Ich möchte lediglich darauf aufmerksam zu machen, dass die Macht in den Sprachpraktiken immer schon eine Vielfalt von miteinander verwandten Aspekten beinhaltete, auf die ich immer wieder zurückkommen werde. Gerade in philosophischen Auseinandersetzungen erscheinen verschiedene Interpretationen eines Begriffes oft als unvereinbar. Im Deutungskampf soll zumeist die Deutung des anderen negiert werden. Meist handelt es sich aber nicht um gegensätzliche Interpretationen, sondern um verschiedene Perspektiven auf einzelne Aspekte eines Begriffs.
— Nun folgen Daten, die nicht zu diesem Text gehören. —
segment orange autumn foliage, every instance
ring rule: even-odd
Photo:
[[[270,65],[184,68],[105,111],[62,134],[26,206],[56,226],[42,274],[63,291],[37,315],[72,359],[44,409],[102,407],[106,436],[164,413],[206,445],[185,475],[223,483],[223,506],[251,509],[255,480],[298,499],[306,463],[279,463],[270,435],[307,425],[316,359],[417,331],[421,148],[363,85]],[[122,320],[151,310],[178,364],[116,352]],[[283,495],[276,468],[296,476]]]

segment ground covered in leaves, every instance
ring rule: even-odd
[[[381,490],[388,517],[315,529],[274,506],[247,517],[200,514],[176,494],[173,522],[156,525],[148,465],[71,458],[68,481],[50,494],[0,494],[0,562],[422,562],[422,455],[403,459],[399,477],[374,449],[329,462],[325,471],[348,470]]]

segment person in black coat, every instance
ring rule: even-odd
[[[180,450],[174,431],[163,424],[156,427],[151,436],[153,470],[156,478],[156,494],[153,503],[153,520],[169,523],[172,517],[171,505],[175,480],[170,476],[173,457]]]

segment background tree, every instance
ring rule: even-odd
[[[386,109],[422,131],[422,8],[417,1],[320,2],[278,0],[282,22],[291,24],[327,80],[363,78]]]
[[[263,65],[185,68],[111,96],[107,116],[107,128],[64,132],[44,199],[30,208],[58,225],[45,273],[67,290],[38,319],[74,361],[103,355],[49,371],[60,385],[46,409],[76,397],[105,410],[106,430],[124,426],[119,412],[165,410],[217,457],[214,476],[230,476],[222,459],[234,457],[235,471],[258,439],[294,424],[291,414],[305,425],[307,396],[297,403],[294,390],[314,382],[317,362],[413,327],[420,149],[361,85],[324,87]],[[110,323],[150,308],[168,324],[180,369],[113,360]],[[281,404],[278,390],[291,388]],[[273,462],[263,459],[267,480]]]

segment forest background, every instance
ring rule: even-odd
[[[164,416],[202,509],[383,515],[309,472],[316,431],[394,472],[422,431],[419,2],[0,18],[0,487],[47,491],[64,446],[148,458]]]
Klar ist: Aus der bedeutungsgeschichtlichen Herleitung kann keine eigentliche Bedeutung eines Begriffs oder eine präzise Definition begründet werden, sie deckt im Gegenteil eher historische und semantische Mannigfaltigkeiten auf, die unser Denken in Bewegung bringen.
Der Witz von »Demokratie« ist, dass sie allen »Beteiligten« etwas anderes bedeutet. Demokratische Wirklichkeit entsteht erst im Zusammenspiel dieser Positionen.
Damit möchte ich diese kurze etymologische Fingerübung beenden. Was hat sie mir gebracht? Für Demos habe ich noch keine gute Übertragung in die deutsche Sprache gefunden, die meinem Bedürfnis, eine progressive Lesart der Demokratie zu finden, entspräche. Bei Kratos habe ich mit »Macht« einen guten Kandidaten gefunden, mit dem ich weiterarbeiten kann.